Our Agile/Lean book club is wrapping up The Four Steps to the Epiphany and the author Steve Blank joined us for the last weekly meeting. Here is my transcript of the most important points.
The main takeaways from the book. “There are no facts inside the building, so get the hell out.” The author said startups are not rational projects, if you understood the odds, you’d never do it. Founders have visions of future products and they see things no one else does, but unrestrained passion can lead to two mistakes early on. The first mistake is confusing your vision with facts and the second one is equating understanding of the customer’s problem with understanding the feature set you need to build. Also, almost all investors and venture capitalists come from business schools, but business schools mostly teach to administer and execute business models, while startups are completely different: they’re temporary organizations that search for scalable and repeatable business models.
You should have a co-founder in a technology startup, but you don’t necessarily need an MBA. You have to acknowledge that your technology idea is not a company. You (as a technologist) can teach yourself all the business stuff, but that will take a big chunk out of your “coding.” Out of two or more technical co-founders, someone is naturally the most comfortable outside the building (e.g. Gates, Ellison, etc.).

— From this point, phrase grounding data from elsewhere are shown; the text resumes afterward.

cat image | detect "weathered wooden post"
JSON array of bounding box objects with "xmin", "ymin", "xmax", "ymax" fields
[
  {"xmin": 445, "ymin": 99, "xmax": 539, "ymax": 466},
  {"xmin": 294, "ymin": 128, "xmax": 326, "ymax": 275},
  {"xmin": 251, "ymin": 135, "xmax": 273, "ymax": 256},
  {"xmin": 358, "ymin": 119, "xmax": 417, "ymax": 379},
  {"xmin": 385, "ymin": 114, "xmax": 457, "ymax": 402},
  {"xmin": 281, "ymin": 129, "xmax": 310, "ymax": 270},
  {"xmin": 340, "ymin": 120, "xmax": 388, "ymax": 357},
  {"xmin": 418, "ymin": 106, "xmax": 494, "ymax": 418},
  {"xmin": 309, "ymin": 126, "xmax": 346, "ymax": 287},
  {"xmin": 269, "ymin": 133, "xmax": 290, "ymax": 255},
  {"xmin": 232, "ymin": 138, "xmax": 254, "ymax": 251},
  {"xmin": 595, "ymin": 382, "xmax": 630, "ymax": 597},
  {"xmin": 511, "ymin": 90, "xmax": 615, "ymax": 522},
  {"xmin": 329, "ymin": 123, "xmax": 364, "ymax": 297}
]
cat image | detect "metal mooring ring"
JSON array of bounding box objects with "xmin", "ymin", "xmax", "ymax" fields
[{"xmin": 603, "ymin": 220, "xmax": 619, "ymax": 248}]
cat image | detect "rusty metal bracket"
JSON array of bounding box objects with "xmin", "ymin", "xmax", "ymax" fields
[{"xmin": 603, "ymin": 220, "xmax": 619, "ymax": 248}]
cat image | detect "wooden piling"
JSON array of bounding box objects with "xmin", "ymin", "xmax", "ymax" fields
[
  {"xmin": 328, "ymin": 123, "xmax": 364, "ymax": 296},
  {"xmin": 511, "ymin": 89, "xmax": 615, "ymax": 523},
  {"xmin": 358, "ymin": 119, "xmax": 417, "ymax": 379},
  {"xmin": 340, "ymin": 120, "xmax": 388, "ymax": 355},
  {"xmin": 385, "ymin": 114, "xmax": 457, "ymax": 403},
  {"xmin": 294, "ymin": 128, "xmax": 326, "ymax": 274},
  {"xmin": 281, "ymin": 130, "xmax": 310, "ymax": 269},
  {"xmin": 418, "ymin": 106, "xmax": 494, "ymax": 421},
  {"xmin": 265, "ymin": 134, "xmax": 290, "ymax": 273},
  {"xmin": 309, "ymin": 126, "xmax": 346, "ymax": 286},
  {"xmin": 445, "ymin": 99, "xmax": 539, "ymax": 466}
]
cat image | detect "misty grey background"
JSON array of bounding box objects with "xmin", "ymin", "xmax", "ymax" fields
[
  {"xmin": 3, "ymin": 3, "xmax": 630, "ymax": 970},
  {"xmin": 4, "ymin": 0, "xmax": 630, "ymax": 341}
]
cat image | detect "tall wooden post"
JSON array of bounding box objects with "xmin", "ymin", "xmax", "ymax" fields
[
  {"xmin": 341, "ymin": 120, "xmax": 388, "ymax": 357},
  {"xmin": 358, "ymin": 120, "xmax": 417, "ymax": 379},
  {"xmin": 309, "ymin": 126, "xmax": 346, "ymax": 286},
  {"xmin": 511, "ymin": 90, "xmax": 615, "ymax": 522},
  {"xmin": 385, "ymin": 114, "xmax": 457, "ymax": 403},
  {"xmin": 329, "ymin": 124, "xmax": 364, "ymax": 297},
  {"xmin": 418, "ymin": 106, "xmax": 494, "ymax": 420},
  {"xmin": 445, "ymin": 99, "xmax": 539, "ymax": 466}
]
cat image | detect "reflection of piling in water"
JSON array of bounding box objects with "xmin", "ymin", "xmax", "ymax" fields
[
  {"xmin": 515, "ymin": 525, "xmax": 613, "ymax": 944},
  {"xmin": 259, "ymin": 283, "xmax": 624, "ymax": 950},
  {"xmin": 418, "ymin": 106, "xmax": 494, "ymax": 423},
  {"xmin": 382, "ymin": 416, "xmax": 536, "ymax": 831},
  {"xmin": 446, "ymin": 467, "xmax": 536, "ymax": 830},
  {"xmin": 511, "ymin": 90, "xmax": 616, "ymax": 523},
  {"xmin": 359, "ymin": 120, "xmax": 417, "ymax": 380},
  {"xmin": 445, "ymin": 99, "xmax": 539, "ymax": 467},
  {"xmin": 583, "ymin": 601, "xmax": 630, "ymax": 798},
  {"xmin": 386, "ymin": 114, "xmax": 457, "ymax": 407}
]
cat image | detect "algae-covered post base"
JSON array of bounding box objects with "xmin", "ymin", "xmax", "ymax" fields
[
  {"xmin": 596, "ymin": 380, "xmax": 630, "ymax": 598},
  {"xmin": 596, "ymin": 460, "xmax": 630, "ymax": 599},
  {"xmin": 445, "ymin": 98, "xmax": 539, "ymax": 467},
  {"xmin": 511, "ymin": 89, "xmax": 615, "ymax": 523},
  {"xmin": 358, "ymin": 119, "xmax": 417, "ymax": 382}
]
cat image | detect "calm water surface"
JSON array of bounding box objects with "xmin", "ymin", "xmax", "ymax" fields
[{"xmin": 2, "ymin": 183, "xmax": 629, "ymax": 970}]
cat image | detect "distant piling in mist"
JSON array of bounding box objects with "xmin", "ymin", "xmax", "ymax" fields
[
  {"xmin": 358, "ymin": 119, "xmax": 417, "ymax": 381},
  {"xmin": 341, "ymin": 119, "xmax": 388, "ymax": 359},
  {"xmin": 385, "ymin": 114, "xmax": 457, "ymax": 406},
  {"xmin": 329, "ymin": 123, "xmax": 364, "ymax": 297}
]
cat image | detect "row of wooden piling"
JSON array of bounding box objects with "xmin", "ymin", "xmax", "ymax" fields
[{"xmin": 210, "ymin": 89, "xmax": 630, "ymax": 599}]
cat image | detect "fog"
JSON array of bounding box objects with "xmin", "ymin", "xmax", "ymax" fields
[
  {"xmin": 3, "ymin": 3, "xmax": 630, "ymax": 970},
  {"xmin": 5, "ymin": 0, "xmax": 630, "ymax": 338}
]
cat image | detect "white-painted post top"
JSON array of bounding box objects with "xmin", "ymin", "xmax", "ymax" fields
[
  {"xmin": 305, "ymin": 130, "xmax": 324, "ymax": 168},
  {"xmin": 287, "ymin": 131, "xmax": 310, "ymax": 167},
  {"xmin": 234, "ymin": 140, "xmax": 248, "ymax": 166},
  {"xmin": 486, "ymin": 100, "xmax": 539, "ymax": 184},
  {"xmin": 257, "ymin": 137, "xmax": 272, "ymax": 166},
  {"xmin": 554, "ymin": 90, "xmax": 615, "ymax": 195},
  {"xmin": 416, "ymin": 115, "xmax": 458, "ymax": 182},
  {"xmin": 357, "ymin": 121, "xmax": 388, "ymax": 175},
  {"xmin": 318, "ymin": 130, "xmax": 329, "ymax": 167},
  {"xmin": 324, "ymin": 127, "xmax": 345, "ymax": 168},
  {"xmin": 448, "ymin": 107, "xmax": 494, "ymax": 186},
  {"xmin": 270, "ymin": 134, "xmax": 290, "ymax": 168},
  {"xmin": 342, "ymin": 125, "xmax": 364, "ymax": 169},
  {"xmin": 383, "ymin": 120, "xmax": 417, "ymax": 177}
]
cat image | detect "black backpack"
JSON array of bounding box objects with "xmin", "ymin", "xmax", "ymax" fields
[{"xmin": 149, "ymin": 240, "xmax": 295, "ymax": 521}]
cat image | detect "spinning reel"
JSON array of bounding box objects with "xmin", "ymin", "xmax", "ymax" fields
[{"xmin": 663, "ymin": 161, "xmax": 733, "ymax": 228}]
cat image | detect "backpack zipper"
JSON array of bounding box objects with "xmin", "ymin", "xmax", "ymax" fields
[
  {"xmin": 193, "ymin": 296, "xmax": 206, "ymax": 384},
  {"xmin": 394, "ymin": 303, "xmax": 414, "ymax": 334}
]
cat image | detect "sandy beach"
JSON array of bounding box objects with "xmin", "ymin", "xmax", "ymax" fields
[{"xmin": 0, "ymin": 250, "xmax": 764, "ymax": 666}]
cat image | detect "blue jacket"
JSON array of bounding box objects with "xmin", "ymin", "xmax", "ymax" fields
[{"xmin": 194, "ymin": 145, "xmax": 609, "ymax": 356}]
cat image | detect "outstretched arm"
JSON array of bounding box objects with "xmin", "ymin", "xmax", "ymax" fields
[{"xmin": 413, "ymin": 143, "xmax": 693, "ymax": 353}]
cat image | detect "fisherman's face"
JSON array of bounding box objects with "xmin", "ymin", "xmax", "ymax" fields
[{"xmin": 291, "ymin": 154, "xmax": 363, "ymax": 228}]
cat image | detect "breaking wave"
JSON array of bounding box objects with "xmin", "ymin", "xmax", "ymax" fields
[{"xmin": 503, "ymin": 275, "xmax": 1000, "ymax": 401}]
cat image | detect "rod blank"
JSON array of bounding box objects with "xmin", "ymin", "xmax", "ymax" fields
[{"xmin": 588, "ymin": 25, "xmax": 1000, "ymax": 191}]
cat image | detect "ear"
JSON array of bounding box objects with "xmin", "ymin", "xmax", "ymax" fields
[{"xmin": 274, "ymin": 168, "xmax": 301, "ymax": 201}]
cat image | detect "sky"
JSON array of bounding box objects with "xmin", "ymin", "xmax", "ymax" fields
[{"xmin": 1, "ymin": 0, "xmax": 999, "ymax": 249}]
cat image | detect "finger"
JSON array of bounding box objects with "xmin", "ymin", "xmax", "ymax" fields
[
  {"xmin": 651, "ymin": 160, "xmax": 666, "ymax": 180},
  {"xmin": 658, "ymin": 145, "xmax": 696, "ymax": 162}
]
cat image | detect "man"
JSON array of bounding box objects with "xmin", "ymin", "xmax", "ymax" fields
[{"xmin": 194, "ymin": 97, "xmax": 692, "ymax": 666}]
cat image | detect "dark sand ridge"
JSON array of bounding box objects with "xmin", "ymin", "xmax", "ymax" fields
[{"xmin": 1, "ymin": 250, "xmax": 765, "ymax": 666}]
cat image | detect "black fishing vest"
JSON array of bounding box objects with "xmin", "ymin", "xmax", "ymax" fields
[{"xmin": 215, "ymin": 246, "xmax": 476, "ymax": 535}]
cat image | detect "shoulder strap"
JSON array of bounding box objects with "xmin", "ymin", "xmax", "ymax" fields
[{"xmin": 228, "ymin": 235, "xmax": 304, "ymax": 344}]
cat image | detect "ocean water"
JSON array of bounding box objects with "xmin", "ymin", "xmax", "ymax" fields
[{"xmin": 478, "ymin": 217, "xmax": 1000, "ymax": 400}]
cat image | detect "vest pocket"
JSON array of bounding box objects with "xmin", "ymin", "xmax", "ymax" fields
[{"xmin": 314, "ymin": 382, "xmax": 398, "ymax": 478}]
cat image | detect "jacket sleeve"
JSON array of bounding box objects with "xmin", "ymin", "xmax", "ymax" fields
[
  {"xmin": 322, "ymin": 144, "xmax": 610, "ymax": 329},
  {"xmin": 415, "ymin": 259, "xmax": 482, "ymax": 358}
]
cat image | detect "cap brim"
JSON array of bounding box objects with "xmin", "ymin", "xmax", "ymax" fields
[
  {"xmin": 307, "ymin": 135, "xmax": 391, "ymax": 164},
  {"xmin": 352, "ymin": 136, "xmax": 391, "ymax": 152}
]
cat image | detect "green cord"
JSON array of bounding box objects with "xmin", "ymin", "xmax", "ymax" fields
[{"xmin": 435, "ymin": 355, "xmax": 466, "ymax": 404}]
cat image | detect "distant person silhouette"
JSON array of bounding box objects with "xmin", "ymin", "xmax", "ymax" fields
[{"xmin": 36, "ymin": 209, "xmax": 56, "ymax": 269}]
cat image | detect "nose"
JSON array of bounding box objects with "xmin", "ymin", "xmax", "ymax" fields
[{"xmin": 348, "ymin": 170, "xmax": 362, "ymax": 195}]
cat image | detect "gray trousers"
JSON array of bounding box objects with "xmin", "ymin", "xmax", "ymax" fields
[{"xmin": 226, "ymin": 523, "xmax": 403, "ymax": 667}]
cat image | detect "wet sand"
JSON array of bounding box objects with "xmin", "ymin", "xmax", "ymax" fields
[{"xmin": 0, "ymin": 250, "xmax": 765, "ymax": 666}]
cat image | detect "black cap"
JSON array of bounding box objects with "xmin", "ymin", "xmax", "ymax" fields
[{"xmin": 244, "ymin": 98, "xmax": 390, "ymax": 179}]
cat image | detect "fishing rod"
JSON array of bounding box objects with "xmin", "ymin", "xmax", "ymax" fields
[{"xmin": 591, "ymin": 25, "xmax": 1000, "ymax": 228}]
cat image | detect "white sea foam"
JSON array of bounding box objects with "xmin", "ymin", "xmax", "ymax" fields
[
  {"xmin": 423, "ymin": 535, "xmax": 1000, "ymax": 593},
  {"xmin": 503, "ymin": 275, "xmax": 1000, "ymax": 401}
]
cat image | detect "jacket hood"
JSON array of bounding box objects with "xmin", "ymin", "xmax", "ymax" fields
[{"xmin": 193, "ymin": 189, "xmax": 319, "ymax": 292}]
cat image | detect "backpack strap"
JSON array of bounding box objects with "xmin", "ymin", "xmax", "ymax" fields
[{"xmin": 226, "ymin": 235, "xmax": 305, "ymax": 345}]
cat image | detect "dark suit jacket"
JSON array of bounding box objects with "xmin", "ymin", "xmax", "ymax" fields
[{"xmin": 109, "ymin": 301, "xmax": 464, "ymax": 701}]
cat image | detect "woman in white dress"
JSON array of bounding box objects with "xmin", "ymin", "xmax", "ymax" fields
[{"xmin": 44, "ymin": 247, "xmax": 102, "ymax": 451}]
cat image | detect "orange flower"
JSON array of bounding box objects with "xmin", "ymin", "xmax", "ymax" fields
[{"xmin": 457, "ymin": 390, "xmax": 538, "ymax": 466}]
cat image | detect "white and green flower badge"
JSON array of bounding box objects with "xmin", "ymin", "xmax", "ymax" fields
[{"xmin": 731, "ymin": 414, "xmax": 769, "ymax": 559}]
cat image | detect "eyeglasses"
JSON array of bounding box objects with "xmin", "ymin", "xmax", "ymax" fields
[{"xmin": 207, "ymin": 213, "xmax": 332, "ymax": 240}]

If you are an employee of a startup and you’ve seen the light of customer development, but your CEO hasn’t, you have two options: shut up or leave. The odds of your being able to educate someone in time are very, very low. As a variation of the same point, if you’re the founders of a startup whose investors unfamiliar with the customer development process and you decided to do it after you’ve taken their money, chances are you’ll be ex-founders pretty soon.
Customer development is not a better version of something that preceded it. It’s very radical to those haven’t exposed to it. The worst way to talk about customer development is to evangelize about it.
Interesting parallels between customer development and agile/lean. You need to know the key concepts and wrap your head around them and it’s OK if you lapse on some corner cases. If you started hiring sales people before you have any proof, you just lapsed out of customer development. If you did a big-bang launch, if you spec’d and started building every possible feature, if your investors tell you “it’s Month 7 and the revenue plan says X”, you’ve dropped it. This is very similar to our Agile redneck jokes.
Customer development and agile/lean engineering really go together. Steve acknowledged that they didn’t go well together in the book, but they really do so in the life. He was blunt about waterfall: if your engineering team is doing waterfall, put down this book and step away from it!
What should engineering team do during the customer discovery phase? Assume they are building the product. Execute the original vision, but as soon as you have feedback from the outside, re-plan and change the direction. Customer discovery is not a focus group!
It is intimidating to start customer development without having a viable product. Steve agreed with it recounted an episode from many years ago when he was an engineer and a founder and being so frightened that he “stared at a telephone for three days hoping it would dial itself.” But it was helpful to remember that the purpose was not to sell anything, but to listen.